I have written about these hazels before - how they must be cut carefully in a nine-year rotation so that the cut "stool" can grow again and again over the years. The cut poles can be useful around the reserve, but coppiced wood has little or no value today.
For a nature reserve, the reasons for coppicing can be to reduce the leaf canopy to allow wild flowers to appear for a few years afterwards and help generally to bring about the biodiversity which we all like to see. It will also ensure that the huge, ugly, dark, untended stools one so often sees in a wood, can be made to look pleasing. But most important of all in our case, is that hazel nuts are a staple diet for the common dormouse (muscardinus avellanarius). They have been seen on the hazels in question, and elsewhere on the reserve. The trouble is they are nocturnal, so few people have ever seen them.
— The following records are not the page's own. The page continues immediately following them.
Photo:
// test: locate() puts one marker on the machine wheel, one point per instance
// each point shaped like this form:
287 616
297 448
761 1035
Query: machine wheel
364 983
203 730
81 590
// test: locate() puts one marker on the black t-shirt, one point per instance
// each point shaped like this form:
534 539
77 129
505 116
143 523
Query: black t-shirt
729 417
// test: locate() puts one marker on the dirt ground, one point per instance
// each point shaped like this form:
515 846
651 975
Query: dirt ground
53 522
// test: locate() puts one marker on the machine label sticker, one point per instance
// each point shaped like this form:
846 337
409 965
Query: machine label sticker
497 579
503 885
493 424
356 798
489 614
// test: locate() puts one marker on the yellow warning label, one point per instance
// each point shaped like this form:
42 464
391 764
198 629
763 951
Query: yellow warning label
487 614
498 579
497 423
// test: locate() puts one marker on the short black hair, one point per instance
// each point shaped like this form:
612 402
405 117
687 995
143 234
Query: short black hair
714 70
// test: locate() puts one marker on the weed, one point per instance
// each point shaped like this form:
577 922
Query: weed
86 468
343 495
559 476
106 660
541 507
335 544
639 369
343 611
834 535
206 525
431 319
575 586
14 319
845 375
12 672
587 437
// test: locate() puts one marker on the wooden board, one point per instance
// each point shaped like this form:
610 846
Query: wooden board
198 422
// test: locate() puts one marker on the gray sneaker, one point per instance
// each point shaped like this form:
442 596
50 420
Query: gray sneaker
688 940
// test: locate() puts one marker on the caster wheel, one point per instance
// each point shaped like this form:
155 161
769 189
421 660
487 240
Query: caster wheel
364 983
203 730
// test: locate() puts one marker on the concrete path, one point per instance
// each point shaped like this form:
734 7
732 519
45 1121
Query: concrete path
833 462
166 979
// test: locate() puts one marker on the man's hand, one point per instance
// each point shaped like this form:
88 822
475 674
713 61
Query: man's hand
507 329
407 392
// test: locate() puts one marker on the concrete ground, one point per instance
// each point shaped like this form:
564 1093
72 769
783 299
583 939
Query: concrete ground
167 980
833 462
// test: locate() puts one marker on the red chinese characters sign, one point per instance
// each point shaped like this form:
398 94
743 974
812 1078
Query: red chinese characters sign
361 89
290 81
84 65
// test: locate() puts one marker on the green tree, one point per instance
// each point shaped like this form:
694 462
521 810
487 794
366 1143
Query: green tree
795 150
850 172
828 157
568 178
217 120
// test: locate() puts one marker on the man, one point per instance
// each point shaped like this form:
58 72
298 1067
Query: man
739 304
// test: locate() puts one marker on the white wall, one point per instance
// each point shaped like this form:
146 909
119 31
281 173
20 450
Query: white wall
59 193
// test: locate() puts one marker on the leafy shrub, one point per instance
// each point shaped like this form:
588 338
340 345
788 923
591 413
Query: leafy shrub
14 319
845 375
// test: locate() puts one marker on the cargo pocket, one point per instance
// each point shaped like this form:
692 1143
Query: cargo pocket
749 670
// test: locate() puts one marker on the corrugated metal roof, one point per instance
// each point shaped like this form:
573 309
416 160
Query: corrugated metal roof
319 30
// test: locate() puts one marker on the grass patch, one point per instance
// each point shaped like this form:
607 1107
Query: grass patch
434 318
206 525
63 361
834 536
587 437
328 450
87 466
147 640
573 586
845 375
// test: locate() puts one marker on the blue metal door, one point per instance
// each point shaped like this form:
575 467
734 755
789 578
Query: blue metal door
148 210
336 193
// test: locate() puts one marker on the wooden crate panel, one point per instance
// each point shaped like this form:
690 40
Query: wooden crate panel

Hazels can be encouraged to fruit well if you prune them in a special way - indeed I tried it to encourage the dormice, but unfortunately it became one of those lesser jobs which are forgotten in other more pressing work. Another wildlife opportunity along this path are the wood ants (formica rufa), whose hills are a feature of our reserve, but which are often ruined and deserted after green woodpeckers (picus viridis) have searched them out as being a good snack-bar.
The coppiced wood can be used for laying hedges, making hurdles, firewood, bean poles and pea sticks all of which were used until about the 1950s and can still be found today rather infrequently unless there is a market for them. I have heard that the decline in large-scale coppicing is now threatened as a wildlife habitat after many centuries of the practice.
I can easily wax enthusiastic about coppicing, particularly because I have added to my knowledge comparatively recently. I know that a number of trees will coppice like the hazel, but it can also be persuaded to become a single tree. Likewise, it can be "layered", which as gardeners know, is a method of growing new plants through an underground stem.
So it seems a pity that the renewable resource of coppice wood - and the hundreds of years of acquired knowledge - are now running to waste. Not to mention the demise of more wildlife habitat.